LBF NRW erwirbt umfangreiche Datensätze zu Offshore-Beteiligungen
Nordrhein-Westfalen verschärft sein Vorgehen gegen groß angelegte Steuerhinterziehung mittels ausländischer Gesellschaftskonstruktionen. Dem Landesamt zur Bekämpfung der Finanzkriminalität liegen inzwischen Datensätze im Umfang von über einem Terabyte vor. Finanzminister Dr. Marcus Optendrenk macht deutlich, dass Versuche, Vermögenswerte zu verschleiern, von den Behörden konsequent aufgedeckt werden.
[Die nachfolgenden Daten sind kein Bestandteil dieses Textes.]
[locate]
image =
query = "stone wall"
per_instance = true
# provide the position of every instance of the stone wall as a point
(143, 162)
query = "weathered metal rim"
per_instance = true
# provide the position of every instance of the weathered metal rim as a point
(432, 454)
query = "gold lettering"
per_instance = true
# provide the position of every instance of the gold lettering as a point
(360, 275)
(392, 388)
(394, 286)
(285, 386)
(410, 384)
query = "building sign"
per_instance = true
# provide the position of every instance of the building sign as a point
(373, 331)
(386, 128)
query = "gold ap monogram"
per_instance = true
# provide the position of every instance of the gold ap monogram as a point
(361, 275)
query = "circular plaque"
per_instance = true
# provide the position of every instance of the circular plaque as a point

Die Bekämpfung von Steuerdelikten im Zusammenhang mit Beteiligungen in sogenannten Offshore-Gebieten wird damit intensiviert. Das LBF NRW hat von einer externen Quelle einen Datenträger übernommen, der Angaben zu Kunden von Dienstleistungsunternehmen enthält, deren Standorte unter anderem in den Vereinigten Arabischen Emiraten, auf den Cayman Islands, in Hongkong, Mauritius, Panama, Singapur sowie Zypern angesiedelt sind.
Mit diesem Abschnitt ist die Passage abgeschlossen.